WHO has repeatedly called attention to such interference, stressing that the commercial interests of the industry are fundamentally incompatible with public health goals. Protecting health policies from any form of industry influence is now considered an essential condition for ensuring the effectiveness of legal measures. WHO has also documented significant progress, especially in the adoption of graphic health warnings, which increased from just a dozen countries in the early 2000s to over a hundred today, covering more than sixty percent of the global population. However, despite these encouraging signs, the full implementation of WHO-recommended tobacco control policies remains far from consistent.
Many countries still lack appropriate fiscal systems to make cigarettes less affordable; cessation programmes are limited and underfunded; public communication campaigns are often sporadic, lacking continuity and scientific backing. Tobacco advertising, promotion, and sponsorship bans are only partially implemented in most jurisdictions, leaving wide room for indirect marketing, especially on social media and in sports or cultural events.
Further complicating the scenario is the rapid expansion of ENDS—electronic nicotine delivery systems—and e-cigarettes, which have quickly entered global markets by exploiting a largely fragmented or absent regulatory framework. While the number of countries with specific regulations on these products is growing, many jurisdictions still lack any legal framework, allowing uncontrolled commercial penetration, often targeting vulnerable groups such as adolescents.
WHO has expressed growing concern about the normalizing effect of these products and has urged governments to adopt strict regulation, guided by the same precautionary principle applied to traditional tobacco. The challenges ahead remain substantial: from the effective implementation of existing laws to strengthening enforcement mechanisms, to defending legal space from the increasing influence of multinational tobacco companies operating with ever more sophisticated and globalised strategies.

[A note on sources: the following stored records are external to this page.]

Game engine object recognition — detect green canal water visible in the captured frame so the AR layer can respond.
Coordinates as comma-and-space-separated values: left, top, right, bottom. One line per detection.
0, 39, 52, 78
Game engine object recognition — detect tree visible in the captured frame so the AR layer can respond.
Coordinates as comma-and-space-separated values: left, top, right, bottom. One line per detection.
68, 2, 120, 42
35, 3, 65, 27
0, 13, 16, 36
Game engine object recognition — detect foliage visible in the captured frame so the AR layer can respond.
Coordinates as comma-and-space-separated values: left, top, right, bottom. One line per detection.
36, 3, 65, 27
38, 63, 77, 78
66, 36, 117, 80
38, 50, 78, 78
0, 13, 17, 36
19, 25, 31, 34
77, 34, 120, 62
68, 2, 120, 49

For WHO, law is not merely a tool of regulation—it is a means of collective empowerment and intergenerational protection. Reducing tobacco use is not only a public health priority; it is a fundamental requirement for sustainable development, the protection of vulnerable groups, the promotion of equality, and the fulfilment of the right to health as recognised in international law. In this context, governments are called upon to act decisively, close regulatory gaps, strengthen existing instruments, invest in data-driven public education, and ensure that no health policy is subject to private interests. Only a strong, coherent, and global legal response can halt an industry that continues to reinvent itself in order to survive—at the cost of millions of lives.